Excuse my ignorance: what do you mean by noisy?

mustpax · on June 25, 2010

Noisy means there is a lot of variance in the actual time the process spends sleeping. When you say sleep(1) most OSes interpret that as saying, sleep as short as you can. Based on the scheduler internals, that can vary a lot.

tptacek · on June 25, 2010

Which OS interprets sleep(1) (ie, "sleep for 1 second") as "sleep for as short as you can"?

On WinAPI, Sleep is denominated in milliseconds.

On BSD, sleep(3) is a library wrapper around nanosleep(2).

Linux's man pages make no mention of the magic number "1" as a "sleep 1 timeslice" shortcut; also, older Linux man pages warn that sleep(3) can be implemented in terms of alarm(1), which is used all over POSIX as an I/O timeout and would blow up the world if it alarmed in milliseconds.

If you want to sleep "as short as you can", sleep for 0 seconds, or call any other system call to yield your process back to the scheduler.

anaisbetts · on June 25, 2010

Windows also only guarantees that your process will sleep at least as long as you specify. Not that it will sleep exactly as long.

mustpax · on June 25, 2010

Thanks for the correction. I was just talking about the de facto behavior I have seen on Linux and BSD for very short sleep intervals (way shorter than 1 second), not necessarily about the behavior as specified by the system call. I should have been clearer.

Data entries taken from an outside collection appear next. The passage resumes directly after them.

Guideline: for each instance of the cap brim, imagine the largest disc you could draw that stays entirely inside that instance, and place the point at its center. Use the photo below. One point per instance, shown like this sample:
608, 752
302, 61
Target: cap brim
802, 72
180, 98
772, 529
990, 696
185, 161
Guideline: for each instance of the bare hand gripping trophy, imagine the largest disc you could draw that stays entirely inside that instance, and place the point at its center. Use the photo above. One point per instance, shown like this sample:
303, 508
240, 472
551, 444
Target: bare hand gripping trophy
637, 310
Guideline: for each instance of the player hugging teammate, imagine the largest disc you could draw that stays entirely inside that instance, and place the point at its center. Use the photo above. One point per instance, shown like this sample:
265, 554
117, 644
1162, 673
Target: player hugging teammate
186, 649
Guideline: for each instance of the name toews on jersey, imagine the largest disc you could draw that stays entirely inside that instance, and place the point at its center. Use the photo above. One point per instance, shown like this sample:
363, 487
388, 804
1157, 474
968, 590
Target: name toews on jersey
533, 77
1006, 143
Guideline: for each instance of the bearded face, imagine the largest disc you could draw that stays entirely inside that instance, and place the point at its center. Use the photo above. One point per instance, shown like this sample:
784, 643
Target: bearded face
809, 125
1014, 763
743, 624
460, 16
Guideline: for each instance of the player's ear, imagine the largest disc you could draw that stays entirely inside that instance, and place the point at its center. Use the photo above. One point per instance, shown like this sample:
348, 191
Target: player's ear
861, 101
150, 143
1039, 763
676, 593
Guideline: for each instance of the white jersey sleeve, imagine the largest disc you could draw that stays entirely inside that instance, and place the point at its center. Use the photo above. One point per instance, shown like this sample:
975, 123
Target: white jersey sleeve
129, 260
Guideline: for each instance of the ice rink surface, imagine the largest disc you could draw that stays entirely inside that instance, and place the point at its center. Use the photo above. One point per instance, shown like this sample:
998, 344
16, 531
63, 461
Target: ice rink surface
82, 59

tptacek · on June 25, 2010

I really don't think you've ever seen BSD return in milliseconds after a 1-second sleep. Respectfully, I think you're pretty much just wrong.

mustpax · on June 25, 2010

Well, that is not what I meant at all, I meant that I've seen BSD return in say 2 microseconds after calling usleep(1).

But that's usleep not sleep, which is the inaccuracy I was admitting to in the first place.

tptacek · on June 25, 2010

Ok, but (a) this article is talking about literally POSIX sleep(3), and (b) there is a ton of confusion on this thread about whether sleep is ms-denominated or seconds-denominated.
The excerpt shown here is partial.